Syrie: les Etats-Unis, la France et la Grande-Bretagne ont frappé le régime de Bachar al-Assad

Une coalition militaire entre les Etats-Unis, la France et la Grande-Bretagne a frappé tôt samedi matin plusieurs positions du régime syrien de Bachar al-Assad. Le Conseil de sécurité de l'ONU se réunit samedi après-midi.

14 avr. 2018, 08:11
/ Màj. le 14 avr. 2018 à 20:57
Trois sites ont été ciblés par la coalition.

Les Etats-Unis, la France et le Royaume-Uni ont mené samedi des frappes ciblées contre la Syrie pour punir le régime de Bachar al-Assad accusé par Donald Trump d'avoir mené des attaques chimiques "monstrueuses". Damas dénonce "une violation du droit international".

 

 

Au moment même où le président américain s'exprimait depuis la Maison Blanche, des détonations étaient entendues à Damas, marquant un nouveau chapitre dans ce pays ravagé par une guerre sanglante qui dure depuis sept ans. Selon un correspondant de l'AFP sur place, plusieurs explosions successives ont été entendues suivies par des bruits d'avions tandis que des colonnes de fumée s'élevaient du nord-est de la ville.

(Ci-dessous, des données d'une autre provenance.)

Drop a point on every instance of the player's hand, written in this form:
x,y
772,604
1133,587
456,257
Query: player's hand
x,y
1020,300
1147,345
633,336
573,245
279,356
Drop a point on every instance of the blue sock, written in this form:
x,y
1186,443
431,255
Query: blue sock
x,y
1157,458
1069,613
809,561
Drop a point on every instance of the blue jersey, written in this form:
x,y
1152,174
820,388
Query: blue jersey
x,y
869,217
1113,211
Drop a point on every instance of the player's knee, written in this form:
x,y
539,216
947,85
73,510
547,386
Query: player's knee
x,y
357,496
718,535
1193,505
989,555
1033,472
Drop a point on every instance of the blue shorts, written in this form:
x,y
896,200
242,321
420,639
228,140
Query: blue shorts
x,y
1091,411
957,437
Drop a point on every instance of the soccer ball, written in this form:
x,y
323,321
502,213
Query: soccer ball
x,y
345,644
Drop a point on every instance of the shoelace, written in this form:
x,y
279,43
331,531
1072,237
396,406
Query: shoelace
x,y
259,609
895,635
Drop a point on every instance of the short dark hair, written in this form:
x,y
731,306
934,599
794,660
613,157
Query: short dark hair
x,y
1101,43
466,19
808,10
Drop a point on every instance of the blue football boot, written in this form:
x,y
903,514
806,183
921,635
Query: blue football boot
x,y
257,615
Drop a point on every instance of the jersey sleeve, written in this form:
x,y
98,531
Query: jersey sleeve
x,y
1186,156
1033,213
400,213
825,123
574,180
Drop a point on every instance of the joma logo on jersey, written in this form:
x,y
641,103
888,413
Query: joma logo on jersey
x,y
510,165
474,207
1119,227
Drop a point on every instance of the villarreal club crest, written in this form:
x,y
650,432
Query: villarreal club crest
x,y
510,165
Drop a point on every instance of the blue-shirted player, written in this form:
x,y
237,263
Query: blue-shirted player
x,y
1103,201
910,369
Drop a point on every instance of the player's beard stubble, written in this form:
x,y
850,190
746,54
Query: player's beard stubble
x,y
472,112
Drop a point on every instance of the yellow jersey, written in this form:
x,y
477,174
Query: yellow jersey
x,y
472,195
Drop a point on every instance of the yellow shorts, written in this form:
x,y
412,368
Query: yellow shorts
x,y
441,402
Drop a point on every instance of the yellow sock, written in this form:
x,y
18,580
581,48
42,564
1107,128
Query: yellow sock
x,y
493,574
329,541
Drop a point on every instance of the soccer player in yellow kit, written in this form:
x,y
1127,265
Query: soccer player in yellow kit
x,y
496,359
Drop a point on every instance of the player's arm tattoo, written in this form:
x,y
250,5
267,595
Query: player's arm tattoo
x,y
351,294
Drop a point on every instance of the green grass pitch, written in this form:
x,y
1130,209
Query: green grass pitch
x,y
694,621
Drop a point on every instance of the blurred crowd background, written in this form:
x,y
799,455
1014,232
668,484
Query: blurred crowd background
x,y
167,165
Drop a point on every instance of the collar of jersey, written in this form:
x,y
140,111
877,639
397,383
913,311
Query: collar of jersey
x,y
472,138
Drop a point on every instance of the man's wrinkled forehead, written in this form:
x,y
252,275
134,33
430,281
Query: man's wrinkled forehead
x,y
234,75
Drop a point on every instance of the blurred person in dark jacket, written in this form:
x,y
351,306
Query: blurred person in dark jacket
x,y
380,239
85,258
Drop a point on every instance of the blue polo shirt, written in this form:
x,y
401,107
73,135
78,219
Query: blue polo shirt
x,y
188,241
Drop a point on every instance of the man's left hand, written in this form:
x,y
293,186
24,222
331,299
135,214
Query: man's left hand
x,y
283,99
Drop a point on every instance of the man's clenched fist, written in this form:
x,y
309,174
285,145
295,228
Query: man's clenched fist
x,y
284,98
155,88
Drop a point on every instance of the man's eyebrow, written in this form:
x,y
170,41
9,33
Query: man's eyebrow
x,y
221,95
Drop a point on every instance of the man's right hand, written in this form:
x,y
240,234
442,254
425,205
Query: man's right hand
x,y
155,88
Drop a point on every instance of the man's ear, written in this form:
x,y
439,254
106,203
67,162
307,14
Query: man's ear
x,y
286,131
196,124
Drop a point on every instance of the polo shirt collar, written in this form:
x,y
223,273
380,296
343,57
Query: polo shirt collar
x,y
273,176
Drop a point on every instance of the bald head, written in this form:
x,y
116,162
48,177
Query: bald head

"J'ai ordonné aux forces armées des Etats-Unis de lancer des frappes de précision sur des cibles associées aux capacités du dictateur syrien Bachar al-Assad en matière d'armes chimiques", a lancé M. Trump. "Une opération combinée est désormais en cours avec la France et le Royaume-Uni, nous les remercions tous les deux", a-t-il ajouté.

La défense anti-aérienne syrienne est entrée en action contre "l'agression américaine, britannique et française", a rapporté la télévision d'Etat syrienne. Le régime syrien a jugé que cette opération militaire constituait une violation "flagrante" du droit international et était "vouée à l'échec".

 

 

La Russie, soutien indéfectible du régime de Damas, a vivement réagi par la voix de son ambassadeur aux Etats-Unis, Anatoli Antonov. "Nos mises en garde n'ont pas été entendues", a-t-il estimé, jugeant que ces frappes étaient une "insulte" au président russe Vladimir Poutine.

Sites évacués

Un acte qui sera suivi de conséquences: "Un scénario pré-conçu est en cours d'exécution", a-t-il réagi sur Twitter. "Les Etats-Unis, qui détiennent le plus gros arsenal d'armes chimiques, n'ont aucun droit moral de blâmer d'autres pays", poursuit l'ambassadeur.

Les sites militaires visés par les frappes avaient été évacués il y a plusieurs jours, a déclaré samedi un haut responsable du régime syrien. Et ce, à la suite d'informations émanant de la Russie. Il a ajouté que les autorités syriennes étaient en train d'évaluer l'impact de ces frappes.